CD8+ and CD4+ T cells are critical effector cells of the immune system. CD8+ T cells specifically recognise and kill virally-infected and malignant cells. Mature naïve CD4+ T cells can polarise in the periphery into various lineages that orchestrate immune programmes in response to a variety of challenges such as infection and cancer. The Hedgehog (Hh) signalling pathway has long been known to play a critical role in embryonic development and adult tissue maintenance. Recently, Hh signalling has been shown to be important for CD8+ T cell function downstream of T cell receptor (TCR) signalling. It is unclear how the Hh pathway is mechanistically activated in CD8+ T cells and what role it plays in CD4+ T helper cell (Th) polarisation and function.

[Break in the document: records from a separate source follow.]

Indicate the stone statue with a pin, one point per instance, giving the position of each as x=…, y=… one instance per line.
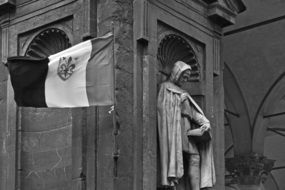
x=186, y=164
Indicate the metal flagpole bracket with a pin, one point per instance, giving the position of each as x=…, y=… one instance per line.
x=5, y=63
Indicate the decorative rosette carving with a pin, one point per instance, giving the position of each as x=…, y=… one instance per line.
x=174, y=48
x=48, y=42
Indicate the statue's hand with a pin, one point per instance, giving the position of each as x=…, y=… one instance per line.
x=205, y=127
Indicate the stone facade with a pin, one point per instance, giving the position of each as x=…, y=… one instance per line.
x=254, y=88
x=83, y=148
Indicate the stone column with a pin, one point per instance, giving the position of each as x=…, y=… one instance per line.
x=248, y=172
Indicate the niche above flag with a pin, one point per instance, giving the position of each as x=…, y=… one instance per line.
x=79, y=76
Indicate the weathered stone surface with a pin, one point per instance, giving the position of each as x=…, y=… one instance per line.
x=46, y=141
x=120, y=12
x=44, y=119
x=56, y=179
x=48, y=160
x=3, y=72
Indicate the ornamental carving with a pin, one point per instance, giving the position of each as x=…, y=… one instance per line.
x=48, y=42
x=173, y=48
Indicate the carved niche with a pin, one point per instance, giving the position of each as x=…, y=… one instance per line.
x=174, y=46
x=48, y=42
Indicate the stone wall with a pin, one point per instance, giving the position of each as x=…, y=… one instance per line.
x=121, y=158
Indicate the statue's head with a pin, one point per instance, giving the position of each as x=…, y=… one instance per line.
x=180, y=73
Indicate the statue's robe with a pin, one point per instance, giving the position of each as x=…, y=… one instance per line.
x=172, y=137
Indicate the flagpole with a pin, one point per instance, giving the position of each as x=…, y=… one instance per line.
x=115, y=124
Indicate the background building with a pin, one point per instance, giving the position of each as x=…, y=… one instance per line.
x=254, y=90
x=44, y=149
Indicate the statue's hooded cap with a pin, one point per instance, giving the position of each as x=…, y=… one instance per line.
x=178, y=69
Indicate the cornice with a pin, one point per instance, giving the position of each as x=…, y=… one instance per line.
x=6, y=6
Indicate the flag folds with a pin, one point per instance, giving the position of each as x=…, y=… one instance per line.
x=79, y=76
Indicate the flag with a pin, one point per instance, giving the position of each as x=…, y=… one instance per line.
x=79, y=76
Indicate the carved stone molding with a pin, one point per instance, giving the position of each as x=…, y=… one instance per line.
x=174, y=48
x=141, y=9
x=6, y=5
x=251, y=169
x=236, y=6
x=48, y=42
x=224, y=12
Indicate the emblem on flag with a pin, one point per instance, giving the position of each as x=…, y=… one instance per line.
x=65, y=68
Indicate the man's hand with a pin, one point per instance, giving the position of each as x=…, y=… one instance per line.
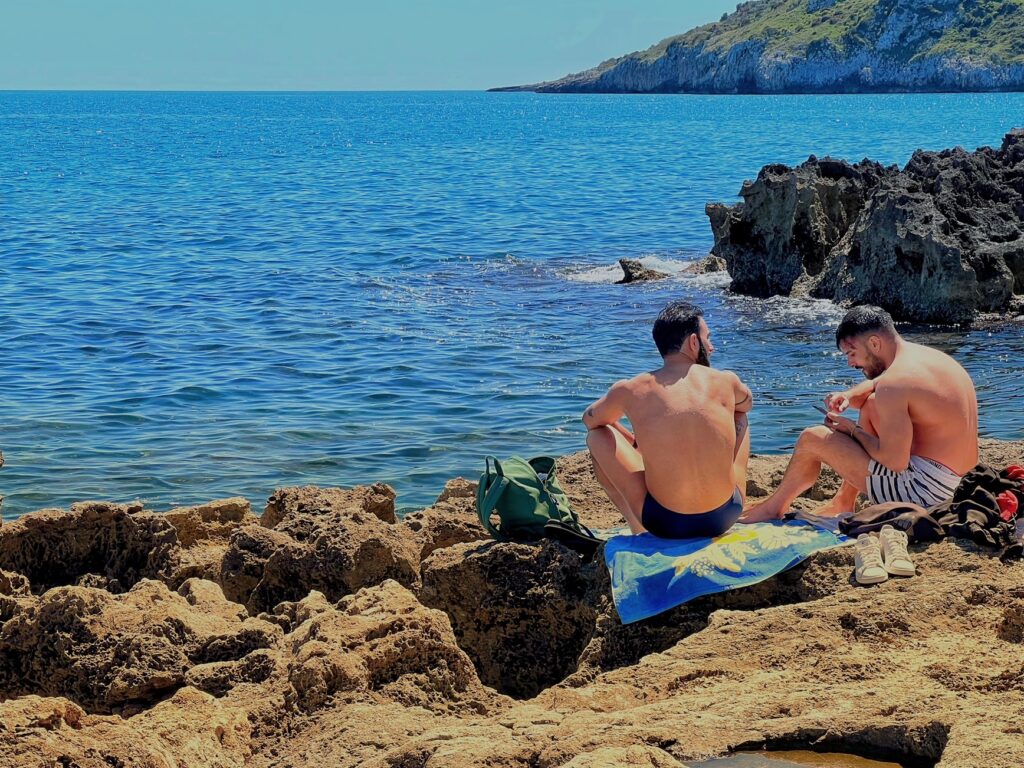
x=837, y=401
x=837, y=423
x=854, y=397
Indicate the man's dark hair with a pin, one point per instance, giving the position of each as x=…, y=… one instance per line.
x=864, y=320
x=676, y=322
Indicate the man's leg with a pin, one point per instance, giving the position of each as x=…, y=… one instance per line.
x=846, y=498
x=741, y=456
x=619, y=467
x=816, y=445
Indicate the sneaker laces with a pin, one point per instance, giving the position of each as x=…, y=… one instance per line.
x=869, y=553
x=896, y=544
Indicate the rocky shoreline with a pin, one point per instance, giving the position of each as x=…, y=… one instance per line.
x=940, y=241
x=822, y=46
x=329, y=632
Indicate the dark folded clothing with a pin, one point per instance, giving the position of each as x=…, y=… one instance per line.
x=974, y=511
x=920, y=526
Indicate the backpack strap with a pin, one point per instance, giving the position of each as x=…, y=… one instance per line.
x=487, y=495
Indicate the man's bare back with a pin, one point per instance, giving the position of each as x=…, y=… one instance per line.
x=684, y=425
x=683, y=473
x=941, y=403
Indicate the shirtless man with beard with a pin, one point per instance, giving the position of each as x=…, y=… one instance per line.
x=916, y=434
x=683, y=473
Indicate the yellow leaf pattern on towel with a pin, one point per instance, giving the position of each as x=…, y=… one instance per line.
x=730, y=551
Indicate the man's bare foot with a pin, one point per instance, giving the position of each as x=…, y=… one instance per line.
x=762, y=512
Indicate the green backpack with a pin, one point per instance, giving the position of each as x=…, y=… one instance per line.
x=524, y=495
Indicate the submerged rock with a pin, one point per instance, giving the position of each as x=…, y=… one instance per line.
x=634, y=271
x=941, y=241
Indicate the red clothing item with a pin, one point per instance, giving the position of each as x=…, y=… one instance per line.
x=1008, y=505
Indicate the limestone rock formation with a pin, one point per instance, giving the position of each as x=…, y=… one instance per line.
x=190, y=729
x=204, y=531
x=104, y=651
x=708, y=265
x=520, y=611
x=118, y=542
x=383, y=642
x=941, y=241
x=926, y=670
x=824, y=46
x=452, y=519
x=634, y=271
x=332, y=540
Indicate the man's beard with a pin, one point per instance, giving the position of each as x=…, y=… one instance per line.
x=873, y=368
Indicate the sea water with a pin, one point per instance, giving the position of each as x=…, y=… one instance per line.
x=216, y=294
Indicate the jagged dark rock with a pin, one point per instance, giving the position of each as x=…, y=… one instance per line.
x=634, y=271
x=520, y=611
x=941, y=241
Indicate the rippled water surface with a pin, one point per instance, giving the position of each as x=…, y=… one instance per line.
x=205, y=295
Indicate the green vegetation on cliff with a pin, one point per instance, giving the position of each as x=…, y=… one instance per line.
x=986, y=31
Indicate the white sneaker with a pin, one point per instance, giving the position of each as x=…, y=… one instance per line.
x=867, y=559
x=894, y=555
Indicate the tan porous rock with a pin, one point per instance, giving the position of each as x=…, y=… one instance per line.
x=104, y=651
x=117, y=542
x=211, y=521
x=190, y=729
x=381, y=642
x=451, y=520
x=332, y=540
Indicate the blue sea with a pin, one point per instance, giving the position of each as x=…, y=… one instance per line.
x=217, y=294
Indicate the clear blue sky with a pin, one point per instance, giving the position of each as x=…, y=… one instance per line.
x=325, y=45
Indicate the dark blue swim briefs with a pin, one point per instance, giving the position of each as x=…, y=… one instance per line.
x=668, y=524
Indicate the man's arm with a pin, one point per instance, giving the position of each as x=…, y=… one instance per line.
x=853, y=397
x=892, y=448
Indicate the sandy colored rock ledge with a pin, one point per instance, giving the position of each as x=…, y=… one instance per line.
x=930, y=667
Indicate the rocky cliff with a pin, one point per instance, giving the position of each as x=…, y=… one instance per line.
x=328, y=632
x=941, y=241
x=826, y=46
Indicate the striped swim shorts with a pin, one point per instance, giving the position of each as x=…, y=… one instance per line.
x=925, y=482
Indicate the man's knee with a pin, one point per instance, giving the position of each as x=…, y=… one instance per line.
x=812, y=437
x=600, y=437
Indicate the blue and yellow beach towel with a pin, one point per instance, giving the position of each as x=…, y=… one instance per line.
x=651, y=574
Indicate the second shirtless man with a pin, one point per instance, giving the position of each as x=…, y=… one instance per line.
x=916, y=435
x=683, y=473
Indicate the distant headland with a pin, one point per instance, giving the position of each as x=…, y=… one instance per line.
x=825, y=46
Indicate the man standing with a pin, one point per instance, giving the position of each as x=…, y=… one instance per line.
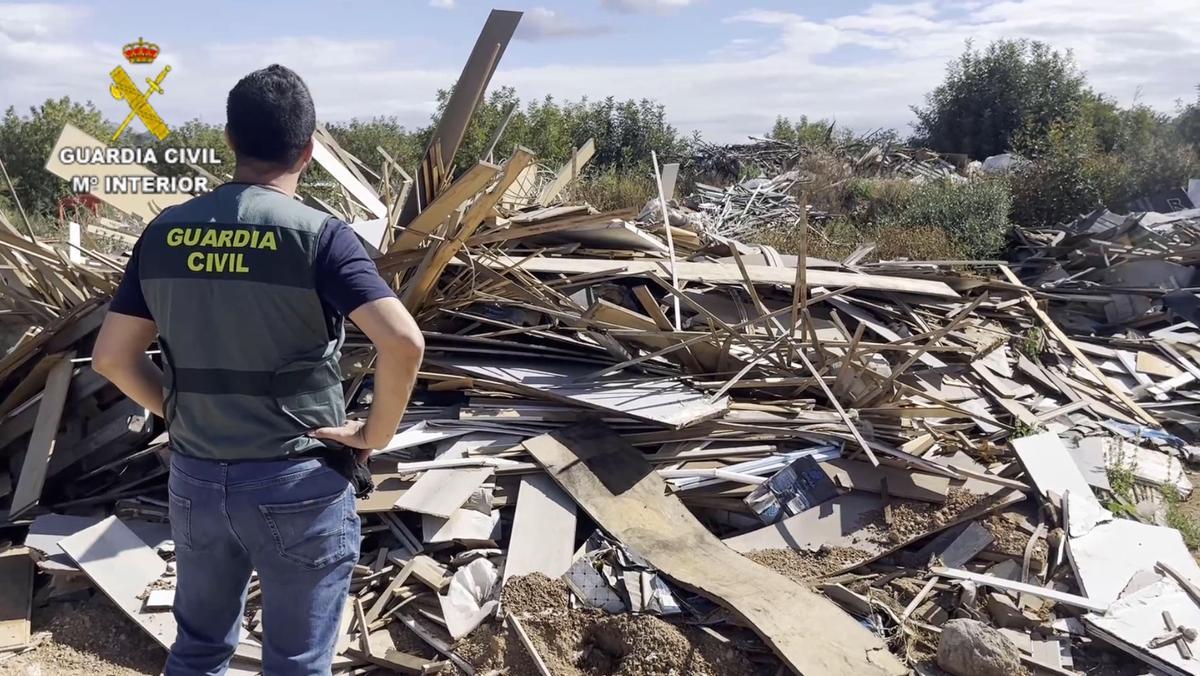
x=246, y=291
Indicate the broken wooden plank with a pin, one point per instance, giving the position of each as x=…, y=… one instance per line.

This thesis identifies a novel mode of non-canonical Hh signalling through L-type voltage-gated Ca2+ channels that acts downstream of the TCR to induce activation of transcription factor Gli1 to control CD8+ T cell killing. This is in contrast to the canonical Hh signalling pathway, which this thesis shows to be important in regulating CD4+ T helper cell polarisation. Using conditional knockout mouse models and clinically-approved small-molecule inhibitors, this work shows that the canonical Hh pathway acts transcriptionally through Gli3 and metabolically through AMPK to control Th polarisation in vitro and in vivo.

Taken together, this work explores the roles of distinct modes of Hh signalling in the adaptive immune system and may guide future therapeutic approaches to autoimmunity, infection and cancer.